Harmon describes conspiracy theories as a method of coping with reality, the same way people tripping on mushrooms convince themselves that everything makes sense when the walls are melting. Roiland quips, "So definitely do acid, and JFK was an inside job."

A ton of homages to these theories are revealed during an epic techno-showdown between Rick and the president of the United States (Keith David), when they crash through the White House's top secret subterranean tunnels. The action is blink-and-you'll-miss-it fast, so we combed the sequence in slow motion to identify all the conspiracies the showrunners thought would be funny to include.

The Moon Landing Was Faked

A replica of the Apollo 11 moon lander and a set depicting the surface of the moon buried beneath the White House would certainly be incriminating evidence for those who believe the moon landing was faked. The idea that the United States faked the moon landing for political victory in the space race against the Soviet Union is appealing, especially because skepticism is so necessary in today's fake news media environment. This conspiracy is also referenced in Rick and Morty's take on simulation theory, "M. Night Shamayliens."

h/t Reddit user u/GrandMasterLogan

9/11 Was an Inside Job

A tiny diorama of the Twin Towers, one burned and broken, refers to the niche belief that the September 11, 2001 attacks on the towers, the World Trade Center, and the pentagon were orchestrated by George W. Bush and Dick Cheney. We don't know whether or not Rick is a 9/11 truther, but in the season opener, "The Rickshank Rickdemption," we see his memory of watching 9/11 on TV and grumbling, "They're going to use this to take away our freedoms!"

h/t Reddit user u/LordGAD

The CIA Assassinated John F. Kennedy

Crates of "magic bullets" and a blood-spattered 60s-style limousine sporting tiny American flags immediately conjure the mother of all government conspiracy theories, John F. Kennedy's. assassination.

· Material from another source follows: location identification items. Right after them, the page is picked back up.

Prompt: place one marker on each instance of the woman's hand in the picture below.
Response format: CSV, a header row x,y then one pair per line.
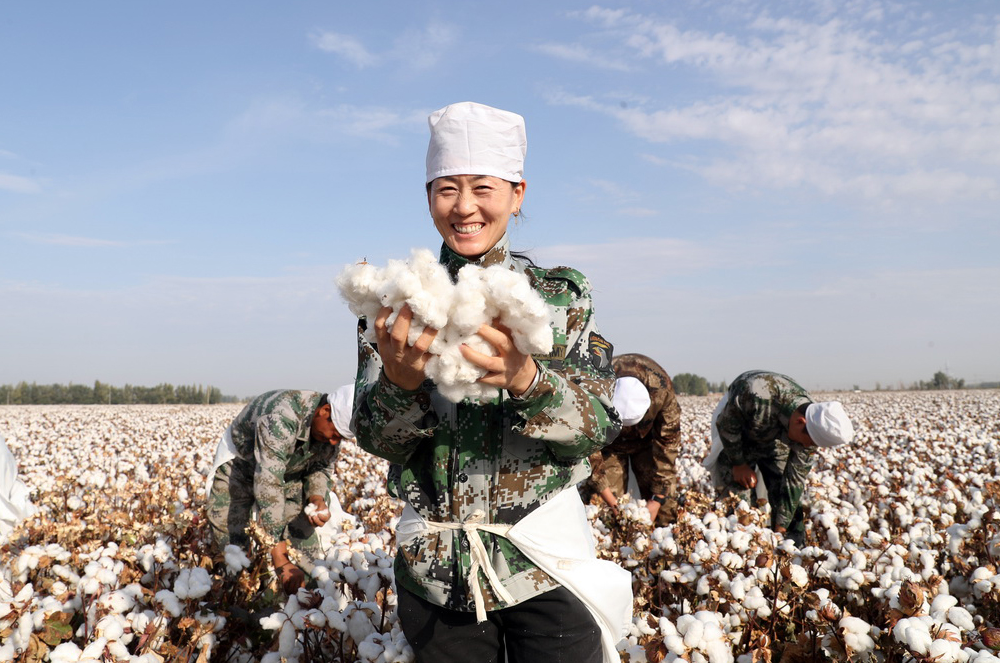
x,y
509,369
290,576
745,476
321,515
402,363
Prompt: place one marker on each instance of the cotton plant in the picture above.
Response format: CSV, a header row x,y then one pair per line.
x,y
914,506
457,310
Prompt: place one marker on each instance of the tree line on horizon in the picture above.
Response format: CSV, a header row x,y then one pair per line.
x,y
24,393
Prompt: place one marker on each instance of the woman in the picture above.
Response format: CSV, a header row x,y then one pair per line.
x,y
471,471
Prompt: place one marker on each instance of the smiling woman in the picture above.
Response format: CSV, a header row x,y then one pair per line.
x,y
490,486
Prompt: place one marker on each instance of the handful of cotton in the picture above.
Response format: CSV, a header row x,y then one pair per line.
x,y
457,310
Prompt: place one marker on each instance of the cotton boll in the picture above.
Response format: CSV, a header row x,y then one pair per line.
x,y
66,652
945,651
95,650
286,640
522,310
169,601
961,618
359,625
192,583
117,601
236,559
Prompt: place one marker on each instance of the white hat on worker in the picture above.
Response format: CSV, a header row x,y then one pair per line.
x,y
828,424
631,400
341,409
472,139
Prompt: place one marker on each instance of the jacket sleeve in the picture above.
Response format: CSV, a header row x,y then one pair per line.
x,y
666,443
570,409
274,443
730,423
793,483
388,421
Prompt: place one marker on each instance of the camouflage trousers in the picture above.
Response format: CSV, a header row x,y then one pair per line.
x,y
772,468
231,504
613,467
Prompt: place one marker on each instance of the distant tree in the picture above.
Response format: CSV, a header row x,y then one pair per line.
x,y
691,384
101,393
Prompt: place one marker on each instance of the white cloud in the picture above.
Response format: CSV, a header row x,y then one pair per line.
x,y
346,46
613,189
293,116
86,242
414,48
582,55
18,184
422,49
839,104
638,211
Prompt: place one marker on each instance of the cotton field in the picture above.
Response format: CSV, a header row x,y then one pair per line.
x,y
901,561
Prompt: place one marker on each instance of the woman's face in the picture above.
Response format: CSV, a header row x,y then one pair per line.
x,y
471,211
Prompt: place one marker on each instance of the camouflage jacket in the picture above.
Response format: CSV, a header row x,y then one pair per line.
x,y
272,434
506,457
660,427
754,424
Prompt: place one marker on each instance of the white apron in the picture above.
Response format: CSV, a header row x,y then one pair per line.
x,y
556,537
225,452
15,504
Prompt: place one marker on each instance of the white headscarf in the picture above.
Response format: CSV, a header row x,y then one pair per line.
x,y
631,400
828,424
341,409
472,139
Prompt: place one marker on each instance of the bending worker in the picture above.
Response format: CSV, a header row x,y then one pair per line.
x,y
15,502
279,456
768,422
650,439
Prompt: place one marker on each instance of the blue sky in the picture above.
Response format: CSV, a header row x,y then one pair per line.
x,y
807,187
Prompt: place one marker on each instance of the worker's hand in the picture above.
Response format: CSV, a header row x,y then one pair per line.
x,y
402,363
322,513
610,499
291,578
509,369
745,476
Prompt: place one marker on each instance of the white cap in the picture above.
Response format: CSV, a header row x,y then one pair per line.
x,y
631,400
828,424
472,139
341,409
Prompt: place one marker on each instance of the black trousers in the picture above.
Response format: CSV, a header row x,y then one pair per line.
x,y
554,627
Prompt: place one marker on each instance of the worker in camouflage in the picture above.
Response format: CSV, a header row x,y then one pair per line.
x,y
505,457
649,446
284,445
767,422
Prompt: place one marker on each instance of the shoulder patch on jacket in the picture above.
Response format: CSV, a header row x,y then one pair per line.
x,y
572,278
600,351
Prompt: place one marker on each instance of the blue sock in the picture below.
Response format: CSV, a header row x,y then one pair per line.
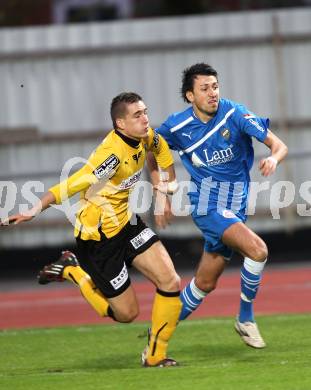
x,y
191,297
249,287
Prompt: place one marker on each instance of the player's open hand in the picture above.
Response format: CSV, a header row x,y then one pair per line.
x,y
267,166
15,219
163,213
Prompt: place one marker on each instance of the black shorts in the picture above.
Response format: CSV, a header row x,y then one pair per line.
x,y
107,261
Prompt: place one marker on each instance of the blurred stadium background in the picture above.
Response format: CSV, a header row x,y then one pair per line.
x,y
62,61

The CIA Killed Tupac Shakur

If you're not among the conspiracy theorists who think Tupac is alive and sitting on a beach somewhere in Cuba, you may believe that the CIA was behind the rap icon and political activist's death by drive-by shooting. To our knowledge, however, there is no theory that he's buried between the floorboards of the White House.

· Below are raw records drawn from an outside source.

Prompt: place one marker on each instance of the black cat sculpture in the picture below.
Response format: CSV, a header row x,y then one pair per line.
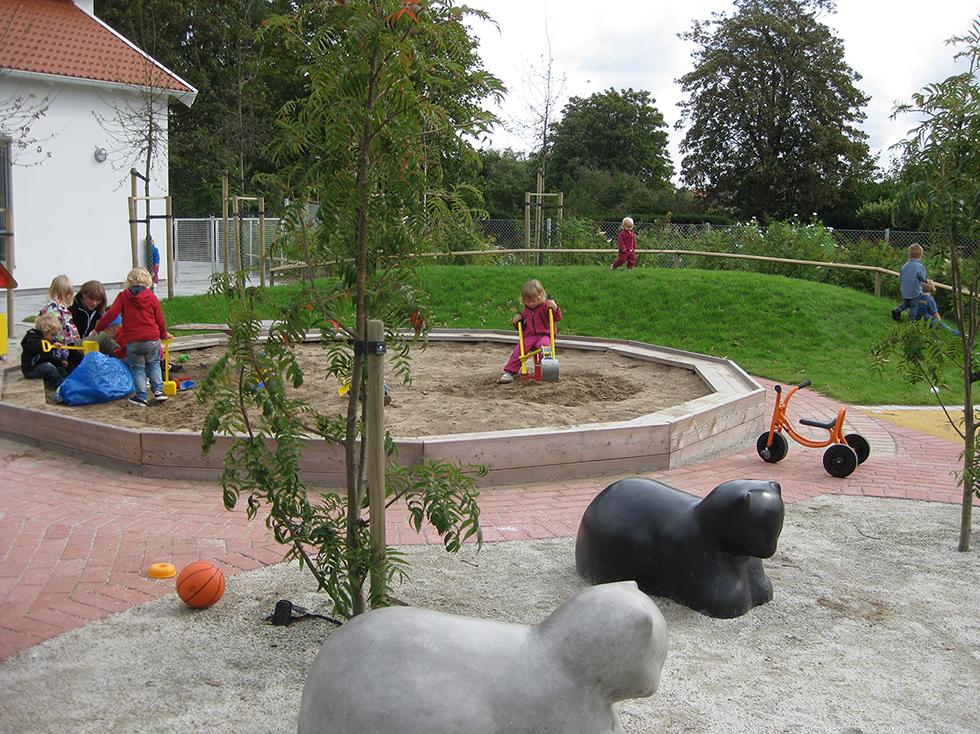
x,y
703,553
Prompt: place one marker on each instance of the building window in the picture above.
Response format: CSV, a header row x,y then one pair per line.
x,y
5,205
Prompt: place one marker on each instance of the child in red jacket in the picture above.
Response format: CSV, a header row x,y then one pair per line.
x,y
142,329
627,246
537,331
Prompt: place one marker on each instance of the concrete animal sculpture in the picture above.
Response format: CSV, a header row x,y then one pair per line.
x,y
703,553
417,671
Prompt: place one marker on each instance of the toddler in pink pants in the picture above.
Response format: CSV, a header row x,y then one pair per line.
x,y
536,326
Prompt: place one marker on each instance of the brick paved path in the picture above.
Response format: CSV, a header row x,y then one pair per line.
x,y
76,539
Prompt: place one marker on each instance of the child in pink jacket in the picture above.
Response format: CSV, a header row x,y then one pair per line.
x,y
627,246
537,331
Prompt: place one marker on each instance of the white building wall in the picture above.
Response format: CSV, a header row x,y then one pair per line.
x,y
70,211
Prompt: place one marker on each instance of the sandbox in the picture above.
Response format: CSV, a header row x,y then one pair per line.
x,y
608,414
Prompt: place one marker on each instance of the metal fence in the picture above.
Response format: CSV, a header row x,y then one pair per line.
x,y
203,241
507,233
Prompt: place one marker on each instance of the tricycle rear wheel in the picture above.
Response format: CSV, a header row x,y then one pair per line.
x,y
860,445
840,460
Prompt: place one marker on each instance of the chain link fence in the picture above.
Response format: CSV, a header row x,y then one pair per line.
x,y
507,234
203,241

OG Fake News: The Crossing of the Delaware

Next to the fake moon landing set is a squad of mannequins posed like the famous Emanuel Leutze painting, George Washington Crossing the Delaware. While not related to any government cover-ups, the image, painted more than 60 years after the Revolutionary War, is famously full of false information. One NYC teacher uses it to explain to her students that they can't believe all the media they consume, even if it seems like a primary source. Its inclusion here is a reference to fake history, unless Harmon and Roiland know of a National Treasure–esque message drawn on the painting's back that we couldn't find on the internet.

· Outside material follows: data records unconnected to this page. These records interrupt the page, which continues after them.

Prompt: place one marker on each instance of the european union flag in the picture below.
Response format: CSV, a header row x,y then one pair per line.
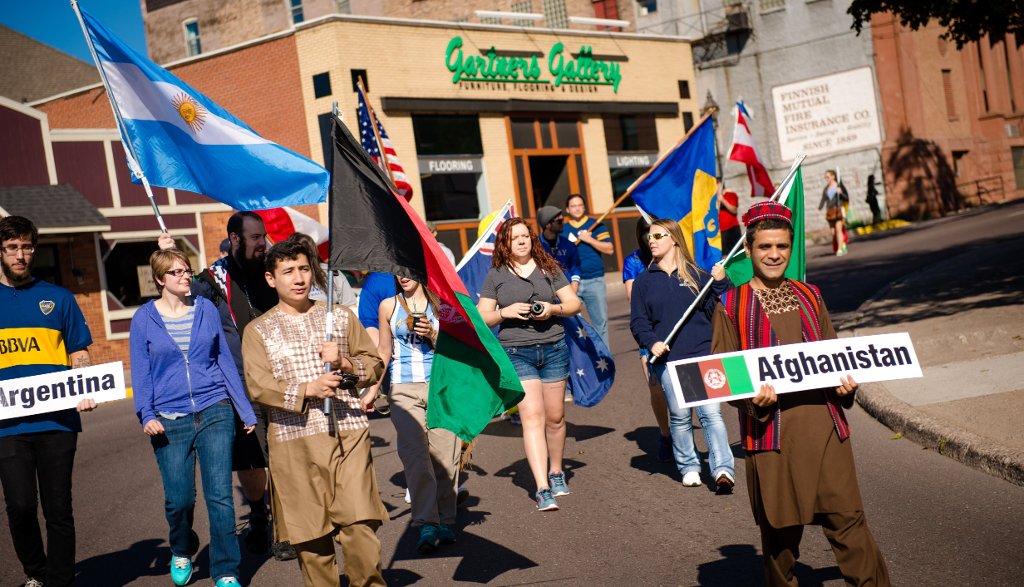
x,y
185,140
682,187
592,371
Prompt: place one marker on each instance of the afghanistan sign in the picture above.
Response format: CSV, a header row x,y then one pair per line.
x,y
794,368
61,390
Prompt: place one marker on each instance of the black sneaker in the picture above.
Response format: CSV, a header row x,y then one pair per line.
x,y
283,551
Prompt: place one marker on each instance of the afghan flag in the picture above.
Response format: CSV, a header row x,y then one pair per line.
x,y
374,228
739,269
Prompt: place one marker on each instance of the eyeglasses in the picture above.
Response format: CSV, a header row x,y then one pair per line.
x,y
13,249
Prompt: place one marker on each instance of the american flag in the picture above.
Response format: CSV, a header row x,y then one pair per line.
x,y
370,144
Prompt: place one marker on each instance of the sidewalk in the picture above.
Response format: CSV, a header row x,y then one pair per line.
x,y
966,317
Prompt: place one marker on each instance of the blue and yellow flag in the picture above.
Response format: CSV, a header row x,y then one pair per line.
x,y
682,187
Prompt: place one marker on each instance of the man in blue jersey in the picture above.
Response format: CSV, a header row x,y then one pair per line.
x,y
594,241
37,453
549,218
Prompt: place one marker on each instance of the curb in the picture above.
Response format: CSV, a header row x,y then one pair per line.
x,y
960,445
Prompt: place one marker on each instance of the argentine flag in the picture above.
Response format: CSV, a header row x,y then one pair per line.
x,y
184,140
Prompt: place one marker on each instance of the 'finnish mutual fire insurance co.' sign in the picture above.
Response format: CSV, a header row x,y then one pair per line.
x,y
563,70
826,115
61,390
794,368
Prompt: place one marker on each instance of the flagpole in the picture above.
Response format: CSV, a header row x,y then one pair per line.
x,y
483,238
660,159
377,134
780,194
133,163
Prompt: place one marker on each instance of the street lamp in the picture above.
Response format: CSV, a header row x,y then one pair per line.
x,y
712,107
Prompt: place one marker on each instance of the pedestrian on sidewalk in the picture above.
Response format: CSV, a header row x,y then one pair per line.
x,y
184,386
524,290
408,333
799,456
635,264
660,295
835,199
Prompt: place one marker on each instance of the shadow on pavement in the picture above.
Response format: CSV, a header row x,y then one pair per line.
x,y
740,565
144,558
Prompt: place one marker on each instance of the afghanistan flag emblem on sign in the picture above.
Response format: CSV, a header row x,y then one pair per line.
x,y
714,378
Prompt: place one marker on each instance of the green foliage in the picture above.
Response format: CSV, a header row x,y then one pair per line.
x,y
965,21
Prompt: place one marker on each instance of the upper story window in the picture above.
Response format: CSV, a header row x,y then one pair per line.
x,y
193,45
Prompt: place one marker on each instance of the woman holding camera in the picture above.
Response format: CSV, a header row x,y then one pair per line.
x,y
660,296
523,292
408,334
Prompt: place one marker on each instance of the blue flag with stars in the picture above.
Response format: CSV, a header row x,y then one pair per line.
x,y
592,370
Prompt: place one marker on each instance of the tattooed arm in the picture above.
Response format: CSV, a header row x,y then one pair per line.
x,y
80,359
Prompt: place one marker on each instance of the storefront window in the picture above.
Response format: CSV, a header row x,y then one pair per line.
x,y
450,153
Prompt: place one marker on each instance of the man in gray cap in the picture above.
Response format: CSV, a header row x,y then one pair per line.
x,y
550,220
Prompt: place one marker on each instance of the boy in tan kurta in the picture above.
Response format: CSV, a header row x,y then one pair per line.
x,y
799,457
323,472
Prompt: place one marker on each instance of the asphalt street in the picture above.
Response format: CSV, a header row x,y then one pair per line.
x,y
629,519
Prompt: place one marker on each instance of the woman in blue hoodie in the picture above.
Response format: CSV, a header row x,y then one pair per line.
x,y
660,295
184,384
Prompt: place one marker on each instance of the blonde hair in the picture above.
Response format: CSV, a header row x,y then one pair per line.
x,y
686,269
163,261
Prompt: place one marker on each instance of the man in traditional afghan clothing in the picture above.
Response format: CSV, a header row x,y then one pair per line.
x,y
324,477
799,456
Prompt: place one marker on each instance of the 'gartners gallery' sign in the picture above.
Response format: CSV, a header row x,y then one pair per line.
x,y
61,390
826,115
562,68
794,368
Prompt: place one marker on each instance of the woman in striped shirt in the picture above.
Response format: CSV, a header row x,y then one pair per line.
x,y
184,385
408,334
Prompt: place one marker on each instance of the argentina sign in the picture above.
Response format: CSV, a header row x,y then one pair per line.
x,y
794,368
61,389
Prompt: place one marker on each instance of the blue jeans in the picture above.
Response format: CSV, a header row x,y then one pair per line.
x,y
208,434
719,454
594,294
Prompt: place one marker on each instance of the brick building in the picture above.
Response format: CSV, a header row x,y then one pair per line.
x,y
955,118
469,139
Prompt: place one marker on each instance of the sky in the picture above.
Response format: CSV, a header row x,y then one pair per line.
x,y
53,23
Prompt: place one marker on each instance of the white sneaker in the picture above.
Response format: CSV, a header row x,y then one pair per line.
x,y
691,479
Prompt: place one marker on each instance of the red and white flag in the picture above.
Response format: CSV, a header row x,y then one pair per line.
x,y
744,152
283,222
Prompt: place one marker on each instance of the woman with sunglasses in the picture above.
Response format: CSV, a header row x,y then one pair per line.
x,y
523,295
659,297
633,265
184,385
408,334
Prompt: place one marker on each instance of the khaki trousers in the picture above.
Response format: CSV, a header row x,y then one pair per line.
x,y
429,456
857,554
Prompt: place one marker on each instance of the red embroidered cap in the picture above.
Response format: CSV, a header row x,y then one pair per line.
x,y
763,210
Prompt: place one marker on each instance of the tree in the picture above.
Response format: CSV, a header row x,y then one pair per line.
x,y
965,21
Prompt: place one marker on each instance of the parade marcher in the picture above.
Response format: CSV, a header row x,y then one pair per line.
x,y
236,284
835,198
799,457
595,241
551,222
37,453
324,479
635,264
409,329
177,338
660,295
523,292
727,222
872,200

Freemasons Still Rule the United States

Rick's face shatters a blood-red pentagram and lit candles, which could be a reference to prolific conspiracy theorist Mark S. Watson's belief in an "Occult Government." The five-pointed star also recalls Masonic imagery, which could point Illuminati and Freemason sects within this dimension's White House that are working toward the New World Order. Or, you know, this one speeds by the screen so quickly, it could just be decorative.

The Government Has Made Alien Contact

A flying saucer concealed behind the 9/11 diorama points toward government contact with aliens far predating Earth's victory in an interstellar music reality show, and eventual assimilation into the Galactic Federal Government. Some conspiracy theorists claim to have spotted UFOs entering the White House itself, but we all know the United State's secret alien findings are stored in Area 51, right?